3. A Partida de José e Maria

(1381.1) 125:3.1 Havia sido arranjado para que o grupo de Nazaré se reencontrasse perto do templo, no primeiro dia da semana seguinte, no meio da manhã, depois que o Festival da Páscoa houvesse terminado. Eles fizeram isso e iniciaram o retorno a Nazaré. Jesus tinha ido ao templo para ouvir as discussões, enquanto os seus pais esperavam pela reunião de todos viajantes. Em breve, o grupo preparou- se para partir, os homens caminhando em um grupo e as mulheres em outro, como era o costume ao viajar para os festivais de Jerusalém. Jesus havia ido para Jerusalém em companhia da sua mãe e das mulheres. E, sendo agora um homem consagrado, supunha-se que fizesse o caminho de volta para Nazaré em companhia do seu pai e dos outros homens. Mas, tão logo o grupo de Nazaré movimentou-se, na direção de Betânia, Jesus estava tão completamente absorto na discussão sobre os anjos, no templo, que se esqueceu totalmente de que passara o momento da partida dos seus pais. E só percebeu que havia sido deixado para trás na hora da interrupção das conferências do templo, ao meio-dia.

(1381.2) 125:3.2 Os viajantes de Nazaré não sentiram a falta de Jesus porque Maria supunha que ele viajava com os homens, enquanto José pensava que ele viajava com as mulheres, pois tinha vindo a Jerusalém com elas guiando o jumento de Maria. E não descobriram a sua ausência senão quando chegaram a Jericó e se preparavam para passar a noite. Depois de perguntarem aos últimos grupos que chegaram a Jericó e, verificando que nenhum deles tinha visto o seu filho, eles passaram uma noite sem dormir, remoendo nas suas mentes o que poderia ter acontecido, relembrando as suas inúmeras reações inusitadas aos acontecimentos da semana da Páscoa e, com suavidade, repreendendo-se um ao outro por não terem feito com que ele estivesse no grupo antes que partissem de Jerusalém.

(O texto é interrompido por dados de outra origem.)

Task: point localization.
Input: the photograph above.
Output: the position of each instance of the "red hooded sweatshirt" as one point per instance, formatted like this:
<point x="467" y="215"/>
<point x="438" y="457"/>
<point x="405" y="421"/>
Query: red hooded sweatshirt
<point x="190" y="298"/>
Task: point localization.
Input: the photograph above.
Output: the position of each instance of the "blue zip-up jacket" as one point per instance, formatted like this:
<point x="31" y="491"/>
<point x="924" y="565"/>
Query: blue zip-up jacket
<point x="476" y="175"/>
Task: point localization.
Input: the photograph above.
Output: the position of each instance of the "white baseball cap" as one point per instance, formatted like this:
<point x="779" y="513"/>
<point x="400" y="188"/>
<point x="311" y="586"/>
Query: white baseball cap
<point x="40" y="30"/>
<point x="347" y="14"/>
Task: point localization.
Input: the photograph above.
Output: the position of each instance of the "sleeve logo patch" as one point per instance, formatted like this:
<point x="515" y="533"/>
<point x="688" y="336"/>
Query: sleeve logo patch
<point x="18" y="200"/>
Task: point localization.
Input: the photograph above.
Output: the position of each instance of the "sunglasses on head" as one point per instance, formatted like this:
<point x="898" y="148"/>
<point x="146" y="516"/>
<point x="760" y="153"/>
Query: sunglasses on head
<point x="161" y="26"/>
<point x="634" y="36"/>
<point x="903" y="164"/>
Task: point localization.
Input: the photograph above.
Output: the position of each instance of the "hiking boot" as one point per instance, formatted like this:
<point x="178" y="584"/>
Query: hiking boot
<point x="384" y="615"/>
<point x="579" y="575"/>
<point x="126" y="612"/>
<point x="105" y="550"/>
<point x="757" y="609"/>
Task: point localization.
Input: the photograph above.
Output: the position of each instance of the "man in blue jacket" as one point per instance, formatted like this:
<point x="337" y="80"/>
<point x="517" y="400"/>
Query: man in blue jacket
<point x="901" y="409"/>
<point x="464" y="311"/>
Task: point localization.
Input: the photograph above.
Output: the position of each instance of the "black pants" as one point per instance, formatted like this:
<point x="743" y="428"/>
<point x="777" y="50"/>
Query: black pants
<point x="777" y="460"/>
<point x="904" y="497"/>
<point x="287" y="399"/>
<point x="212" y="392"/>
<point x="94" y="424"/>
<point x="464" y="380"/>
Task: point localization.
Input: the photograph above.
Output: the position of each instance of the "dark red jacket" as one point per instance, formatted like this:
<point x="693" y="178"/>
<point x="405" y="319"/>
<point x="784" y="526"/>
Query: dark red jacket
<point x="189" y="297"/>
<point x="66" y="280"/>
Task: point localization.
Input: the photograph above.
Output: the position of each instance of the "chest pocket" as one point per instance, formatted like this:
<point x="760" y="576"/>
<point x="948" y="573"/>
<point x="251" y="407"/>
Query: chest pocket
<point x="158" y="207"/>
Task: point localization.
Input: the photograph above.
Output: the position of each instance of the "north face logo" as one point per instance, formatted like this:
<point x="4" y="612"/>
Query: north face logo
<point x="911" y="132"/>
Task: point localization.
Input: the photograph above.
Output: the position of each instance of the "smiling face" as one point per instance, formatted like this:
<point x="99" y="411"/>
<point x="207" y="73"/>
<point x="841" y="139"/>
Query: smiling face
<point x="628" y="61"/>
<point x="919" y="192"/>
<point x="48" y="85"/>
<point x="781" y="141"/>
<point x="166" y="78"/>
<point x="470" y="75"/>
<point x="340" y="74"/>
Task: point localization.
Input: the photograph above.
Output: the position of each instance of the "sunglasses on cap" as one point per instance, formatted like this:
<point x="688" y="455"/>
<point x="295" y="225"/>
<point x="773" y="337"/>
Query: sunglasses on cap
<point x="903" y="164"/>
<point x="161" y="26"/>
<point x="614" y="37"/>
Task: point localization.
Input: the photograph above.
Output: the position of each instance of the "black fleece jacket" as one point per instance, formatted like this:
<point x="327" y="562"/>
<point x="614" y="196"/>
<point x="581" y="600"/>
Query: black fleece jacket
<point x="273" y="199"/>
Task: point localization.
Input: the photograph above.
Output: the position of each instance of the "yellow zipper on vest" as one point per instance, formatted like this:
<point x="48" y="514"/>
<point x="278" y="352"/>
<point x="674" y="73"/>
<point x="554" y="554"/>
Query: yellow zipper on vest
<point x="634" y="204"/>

4. O Primeiro e o Segundo Dias no Templo

(1381.3) 125:4.1 Nesse meio tempo, Jesus havia permanecido no templo durante a tarde, ouvindo às discussões e desfrutando de uma atmosfera a mais quieta e decorosa, pois as grandes multidões da semana da Páscoa tinham já praticamente desaparecido. Depois da conclusão das discussões da tarde, de nenhuma das quais Jesus havia participado, ele partiu para Betânia, chegando exatamente na hora em que a família de Simão fazia-se pronta para tomar a refeição da noite. Os três jovens estavam cheios de alegria de poderem estar com Jesus que permaneceu na casa de Simão naquela noite; no entanto, ele pouco conversou, passando grande parte da noite a sós, no jardim, meditando.

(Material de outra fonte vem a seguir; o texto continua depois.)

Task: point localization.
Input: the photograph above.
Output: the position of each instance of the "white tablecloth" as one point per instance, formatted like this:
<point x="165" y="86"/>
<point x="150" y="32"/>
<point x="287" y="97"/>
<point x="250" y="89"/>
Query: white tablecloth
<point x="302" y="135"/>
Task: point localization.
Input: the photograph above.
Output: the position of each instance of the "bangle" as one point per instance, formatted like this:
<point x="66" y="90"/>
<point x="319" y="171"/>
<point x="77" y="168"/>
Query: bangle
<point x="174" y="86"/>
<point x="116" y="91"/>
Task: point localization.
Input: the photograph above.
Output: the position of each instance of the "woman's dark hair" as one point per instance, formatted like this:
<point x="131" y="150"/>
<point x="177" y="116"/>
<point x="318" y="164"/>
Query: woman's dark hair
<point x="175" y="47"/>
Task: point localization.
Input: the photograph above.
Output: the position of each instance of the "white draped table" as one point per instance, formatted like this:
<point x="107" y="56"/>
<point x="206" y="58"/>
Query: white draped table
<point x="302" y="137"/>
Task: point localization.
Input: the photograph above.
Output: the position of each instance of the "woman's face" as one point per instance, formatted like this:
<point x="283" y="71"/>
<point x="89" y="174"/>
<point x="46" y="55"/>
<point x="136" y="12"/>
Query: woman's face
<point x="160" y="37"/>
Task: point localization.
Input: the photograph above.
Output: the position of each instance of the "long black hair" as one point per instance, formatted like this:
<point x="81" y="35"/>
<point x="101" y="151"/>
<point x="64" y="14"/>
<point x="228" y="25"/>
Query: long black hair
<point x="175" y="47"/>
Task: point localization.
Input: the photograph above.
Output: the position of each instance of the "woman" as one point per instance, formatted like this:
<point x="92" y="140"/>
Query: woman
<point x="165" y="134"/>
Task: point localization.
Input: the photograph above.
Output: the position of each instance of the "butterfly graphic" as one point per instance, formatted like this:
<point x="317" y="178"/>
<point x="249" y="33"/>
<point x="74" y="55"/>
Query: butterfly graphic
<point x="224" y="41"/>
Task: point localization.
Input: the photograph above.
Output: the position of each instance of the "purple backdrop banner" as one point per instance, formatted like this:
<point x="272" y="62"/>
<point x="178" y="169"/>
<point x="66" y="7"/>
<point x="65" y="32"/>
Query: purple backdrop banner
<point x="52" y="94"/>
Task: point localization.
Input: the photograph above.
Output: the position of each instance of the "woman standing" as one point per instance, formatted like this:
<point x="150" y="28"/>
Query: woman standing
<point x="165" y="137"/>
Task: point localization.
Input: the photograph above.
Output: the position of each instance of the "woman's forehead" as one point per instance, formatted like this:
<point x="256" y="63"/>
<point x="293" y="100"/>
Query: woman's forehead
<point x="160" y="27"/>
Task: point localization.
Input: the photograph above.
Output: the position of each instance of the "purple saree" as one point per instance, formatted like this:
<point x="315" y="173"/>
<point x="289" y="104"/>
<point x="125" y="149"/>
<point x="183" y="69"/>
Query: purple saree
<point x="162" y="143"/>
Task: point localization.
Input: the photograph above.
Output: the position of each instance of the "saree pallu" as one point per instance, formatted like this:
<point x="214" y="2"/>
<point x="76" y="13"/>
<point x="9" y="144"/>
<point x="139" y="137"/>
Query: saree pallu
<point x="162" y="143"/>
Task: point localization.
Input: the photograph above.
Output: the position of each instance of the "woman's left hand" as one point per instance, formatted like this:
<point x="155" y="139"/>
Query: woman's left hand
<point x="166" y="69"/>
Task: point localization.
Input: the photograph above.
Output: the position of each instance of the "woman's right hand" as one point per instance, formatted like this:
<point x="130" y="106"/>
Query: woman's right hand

(1381.4) 125:4.2 Cedo, no dia seguinte, Jesus estava de pé e a caminho do templo. Parou no topo do monte das Oliveiras, e as lágrimas derramaram-se dos seus olhos por causa da vista que contemplava — um povo espiritualmente empobrecido, tolhido pelas tradições e vivendo sob a vigilância de legiões romanas. Bem cedo, pela manhã, Jesus encontrava-se já no templo com a sua mente pronta para tomar parte nas discussões. Enquanto isso, José e Maria também estavam, já bem cedo, de pé e com a intenção de retomar o caminho até Jerusalém. Primeiro, eles se apressaram a ir até a casa dos seus parentes, onde se tinham alojado como uma família durante a semana da Páscoa; todavia ficou claro o fato de que ninguém havia visto Jesus. Depois de procurarem o dia inteiro sem encontrarem sequer um vestígio dele, voltaram para a casa dos seus parentes para passarem a noite.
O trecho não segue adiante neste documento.